The example below compares the same Gaussian FMA fit with a sequential plan and a two-worker multisession plan. The seed is reset before each call so that the final FMA sampling step is comparable.

old_plan <- future::plan()
on.exit(future::plan(old_plan), add = TRUE)

future::plan(future::sequential)
set.seed(2024)
sequential_elapsed <- system.time(
  sequential_fit <- suppressWarnings(
    ameras(Y.gaussian ~ dose(V1:V10) + X1 + X2,
           data = data,
           family = "gaussian",
           methods = "FMA",
           MFMA = 10000)
  )
)[["elapsed"]]

future::plan(future::multisession, workers = 2)
set.seed(2024)
parallel_elapsed <- system.time(
  parallel_fit <- suppressWarnings(
    ameras(Y.gaussian ~ dose(V1:V10) + X1 + X2,
           data = data,
           family = "gaussian",
           methods = "FMA",
           MFMA = 10000,
           future.chunk.size.FMA = 2)
  )
)[["elapsed"]]

future::plan(old_plan)

Compare the coefficient estimates and elapsed runtimes.

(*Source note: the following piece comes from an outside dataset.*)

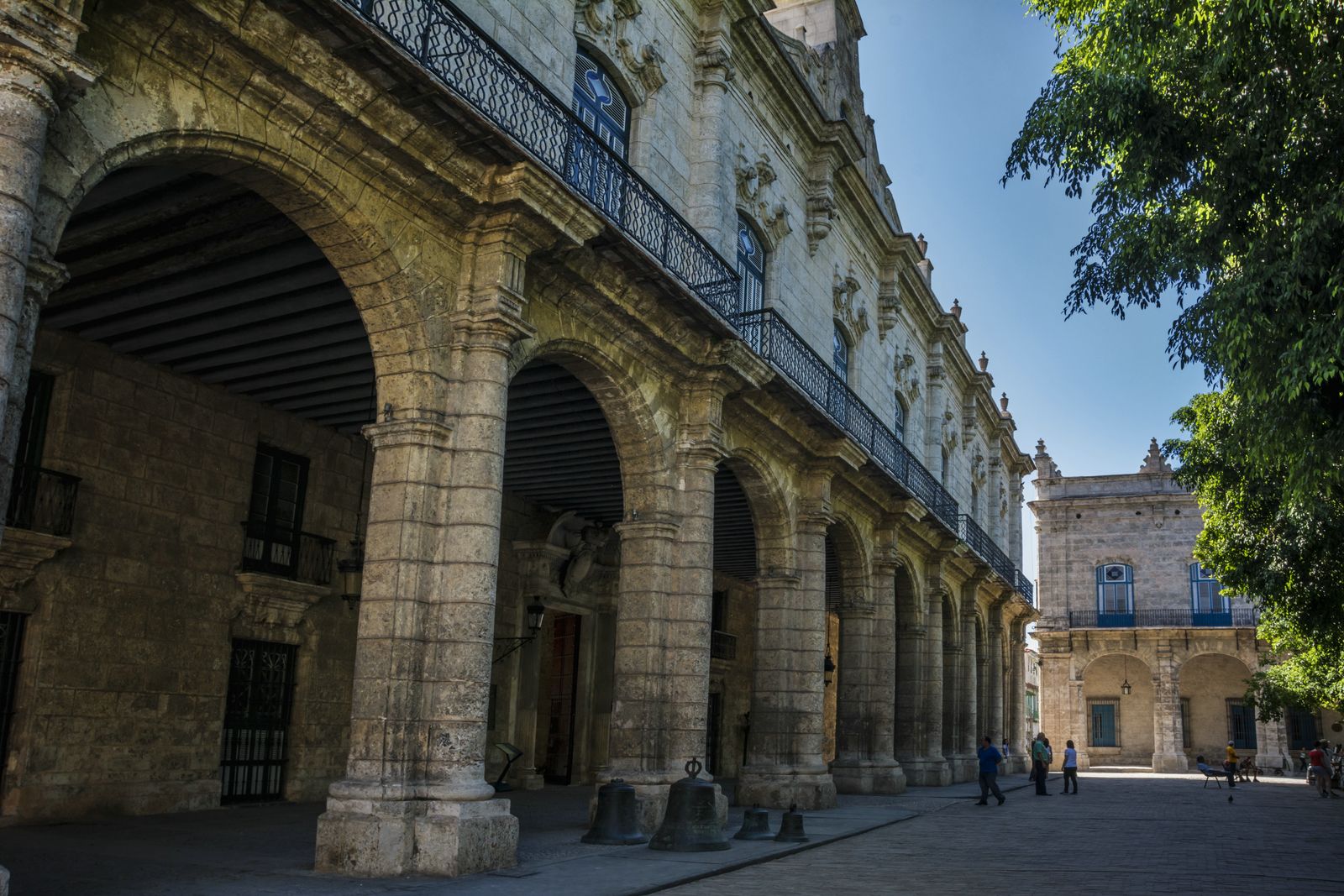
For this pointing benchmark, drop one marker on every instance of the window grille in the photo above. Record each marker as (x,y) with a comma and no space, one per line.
(1104,730)
(600,103)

coefficient_comparison <- data.frame(
  term = names(sequential_fit$FMA$coefficients),
  sequential = unname(sequential_fit$FMA$coefficients),
  parallel = unname(parallel_fit$FMA$coefficients),
  row.names = NULL
)

coefficient_comparison[-1] <- round(coefficient_comparison[-1], 4)
coefficient_comparison
#>          term sequential parallel
#> 1 (Intercept)    -1.2802  -1.2802
#> 2          X1     0.4829   0.4829
#> 3          X2    -0.5163  -0.5163
#> 4        dose     1.0793   1.0793
#> 5       sigma     1.1376   1.1376

data.frame(
  plan = c("sequential", "multisession"),
  elapsed_seconds = round(c(sequential_elapsed, parallel_elapsed), 2)
)
#>           plan elapsed_seconds
#> 1   sequential            1.49
#> 2 multisession            2.81

The estimates should agree up to ordinary numerical precision. Parallel execution is not guaranteed to be faster for small examples because starting workers and transferring data have overhead. It is most useful when the realization-specific fits are slow enough for that overhead to matter less.

Reproducibility

The parallelized part of FMA is the realization-specific optimization step, which is deterministic for ordinary model fits. The random FMA sampling step is performed afterward in the main R process. For reproducible FMA samples, set the seed before calling ameras(), just as in the sequential case.

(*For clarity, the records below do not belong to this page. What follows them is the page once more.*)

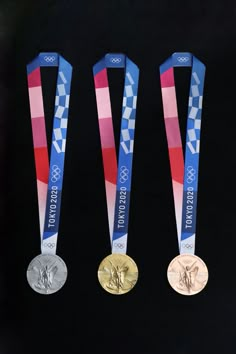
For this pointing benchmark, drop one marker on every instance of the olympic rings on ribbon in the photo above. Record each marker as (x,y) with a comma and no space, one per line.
(187,245)
(49,245)
(55,173)
(115,60)
(183,59)
(124,174)
(119,245)
(190,174)
(49,59)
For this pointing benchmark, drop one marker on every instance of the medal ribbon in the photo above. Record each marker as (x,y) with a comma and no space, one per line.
(49,177)
(184,171)
(117,178)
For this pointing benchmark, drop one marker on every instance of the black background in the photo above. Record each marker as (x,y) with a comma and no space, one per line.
(82,318)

future::plan(future::multisession, workers = 2)

set.seed(2024)
fit <- ameras(Y.gaussian ~ dose(V1:V10) + X1 + X2,
              data = data,
              family = "gaussian",
              methods = "FMA")

future::plan(future::sequential)

User-supplied functions passed through transform, transform.jacobian, or other runtime arguments should also be deterministic. Random number generation inside those functions is not recommended.

Practical recommendations

Use parallel FMA when a direct ameras(..., methods = "FMA") call is feasible in one R session, but the realization-specific fits are slow enough that using multiple workers is worthwhile.

Start conservatively:

  • use future::plan(future::multisession, workers = 2) for a portable local parallel plan;
  • increase workers only after checking memory use;
  • try future.chunk.size.FMA = 2 or larger when each realization-specific fit is fast;
  • reset the plan to future::sequential after the fit if the rest of the session should not use parallel futures.

With multisession, each worker is a separate R process. Large datasets may therefore be copied to multiple workers. If memory is tight, use fewer workers, increase the chunk size, or consider the manual FMA workflow.

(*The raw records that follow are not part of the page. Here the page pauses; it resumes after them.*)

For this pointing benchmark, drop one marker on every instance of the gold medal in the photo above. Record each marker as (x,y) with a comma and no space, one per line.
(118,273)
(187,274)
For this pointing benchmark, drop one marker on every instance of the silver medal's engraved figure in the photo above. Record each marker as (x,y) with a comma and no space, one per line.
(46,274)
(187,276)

Parallel FMA or manual FMA?

The parallel option shown here is best when the built-in FMA workflow fits in memory and you want a regular amerasfit object returned by ameras().

The manual FMA vignette is intended for larger or more operationally complicated analyses where it is useful to split the realization-specific fits across separate jobs, save intermediate fit summaries, or resume work after partial completion. Manual FMA is more flexible, but it requires more bookkeeping and does not return a regular amerasfit object.

In short:

  • use built-in parallel FMA for ordinary analyses that benefit from local parallel workers;
  • use manual FMA when the analysis must be broken into independent chunks or run outside a single R session.